Preghiere a San Carlo Borromeo
Glorioso San Carlo Borromeo,
che con impareggiabile ardore avete consacrato ogni cosa vostra, e voi stesso interamente,
alla gloria di Dio, al bene del vostro gregge e alla santa educazione della gioventù;
che nell’amore ferventissimo verso la Santissima Eucaristia, Gesù Crocifisso e la Vergine Benedetta
avete trovato il segreto per alimentare il vostro zelo e la vostra carità generosa,
raggiungendo un grado così eminente di santità:
volgete a noi uno sguardo pietoso
e otteneteci dal buon Dio lo spirito di orazione e il gusto della pietà,
affinché, nell’assiduo esercizio di una pietà solida e illuminata,
possiamo anche noi trovare difesa dai pericoli,
amore alla virtù e la via della nostra santificazione.
Amen.
(di Autore Anonimo)
Gloriosissimo San Carlo Borromeo,
modello di virtù e di costanza nella prova,
Tu che hai posto a servizio della gloria di Dio e della salvezza delle anime
tutti i doni ricevuti, fino a consumarti nello zelo apostolico,
impetraci dal Signore la grazia di seguirti nell’imitazione di Cristo,
come Tu fosti Suo fedele discepolo.
Ottienici lo spirito di sacrificio,
lo zelo per i nostri fratelli,
la fedeltà a Dio,
l’amore alla Chiesa,
la rassegnazione nelle avversità
e la perseveranza nel bene.
Fa’ che anche noi, riconoscendoci amati da Dio,
possiamo vivere nella Sua amicizia
e godere un giorno della Sua presenza eterna.
Amen.
(di Autore Anonimo)
Fonti
- I santi del giorno ci insegnano a vivere e a morire, Luigi Luzi, Shalom Editrice.
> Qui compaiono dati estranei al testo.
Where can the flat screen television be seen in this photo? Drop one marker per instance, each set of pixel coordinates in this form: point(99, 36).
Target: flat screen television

- Il grande libro dei santi, dizionario enciclopedico diretto da C. Leonardi, A. Riccardi, G. Zarri, San Paolo Editore.
- I santi secondo il calendario, prefazione di Gianfranco Ravasi, edizioni Corriere della Sera.
- Martiri e santi del calendario romano, Enrico Pepe, Edizioni Città Nuova.
- I Santi nella Storia. Tremila testimoni del Vangelo, San Paolo Editore.